While most children eventually cope, there can be a period of adjustment when their school work and social functioning suffer. New research published in BioMed Central's open access journal Child and Adolescent Psychiatry and Mental Health
shows that a teaching program, designed to improve the child's knowledge about their sibling's disease and to give them coping skills, was able to improve their adjustment and psychological well being in this early time period after diagnosis.
Brothers and sisters of cancer patients have a lot to cope with. They are often worried about the illness and have to watch their sibling's emotional and physical pain. This can lead to confusing and conflicting emotions such as fear, loneliness, sadness, anger, jealousy and guilt. In some children this can eventually lead to the symptoms of post-traumatic stress disorder. A team of researchers from University Children's Hospital Zurich, led by Dr Alice Prchal tested a new educational program designed to give children the skills to cope in the first few months after diagnosis.
The educational program included a three pronged approach over two sessions. Firstly the child was given medical information about how the body works, cancer, and cancer treatment, using pictures and story books. This section of the intervention also focused on emphasizing that cancer was not contagious and that no one was to blame for their sibling's disease. The second section used cognitive behavior therapy and identified specific topics that concerned each child. The final part of the therapy presented parents with a booklet containing information about the concerns of siblings of cancer patients, and provided recommendations on how to support their child.
Families were enrolled into this pilot study over a four year period. They were randomly assigned to either standard support provided by the psycho-oncologist on the ward, or the new educational program, within four to six weeks of the diagnosis of their sibling's cancer. Progress was measured before the program sessions and after four and seven months.
The results of the study were very promising.
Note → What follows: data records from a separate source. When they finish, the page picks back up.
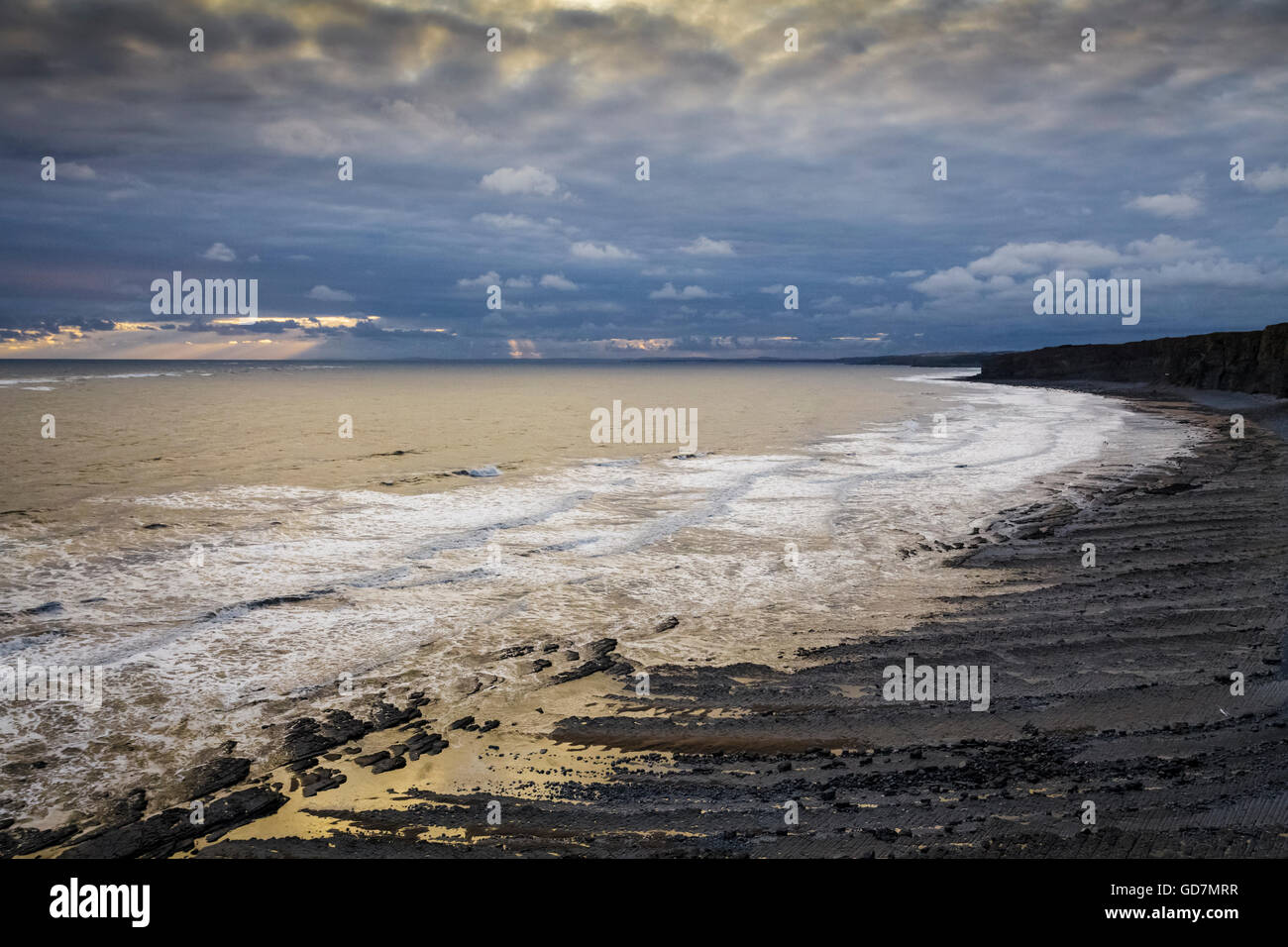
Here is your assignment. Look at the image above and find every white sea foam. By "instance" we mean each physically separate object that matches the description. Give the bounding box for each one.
[0,372,1189,819]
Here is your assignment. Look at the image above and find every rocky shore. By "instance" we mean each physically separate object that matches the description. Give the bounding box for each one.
[0,383,1288,858]
[979,322,1288,398]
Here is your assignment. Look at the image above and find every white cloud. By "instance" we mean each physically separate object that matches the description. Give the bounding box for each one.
[456,269,501,287]
[305,284,357,303]
[1127,194,1203,219]
[648,283,715,299]
[912,266,986,296]
[680,237,737,257]
[471,214,548,231]
[911,232,1288,300]
[480,164,559,197]
[1248,164,1288,191]
[259,119,340,158]
[58,161,98,180]
[541,273,577,292]
[572,240,639,261]
[201,244,237,263]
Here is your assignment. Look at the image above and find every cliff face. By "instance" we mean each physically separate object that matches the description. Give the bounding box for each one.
[980,322,1288,398]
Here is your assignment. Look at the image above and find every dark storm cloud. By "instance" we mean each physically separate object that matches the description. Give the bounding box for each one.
[0,0,1288,357]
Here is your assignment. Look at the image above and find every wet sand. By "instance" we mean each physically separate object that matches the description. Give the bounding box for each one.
[10,386,1288,858]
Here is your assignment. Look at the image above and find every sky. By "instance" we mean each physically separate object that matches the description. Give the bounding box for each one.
[0,0,1288,360]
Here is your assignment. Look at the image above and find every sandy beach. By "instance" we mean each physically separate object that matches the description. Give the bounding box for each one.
[0,386,1288,858]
Dr Prchal explained, "Using a 'quality of life' scale both of the groups showed improved over time, however, despite the small size of our study, the group with the extra help had a better improvement in their psychological well-being."
She continued, "Although the group who tested the educational program were better able to cope in the first few months there seemed to be no differences in anxiety or the numbers of children who suffered from post-traumatic stress disorder. We hope to adjust the program to be able to help these children as well."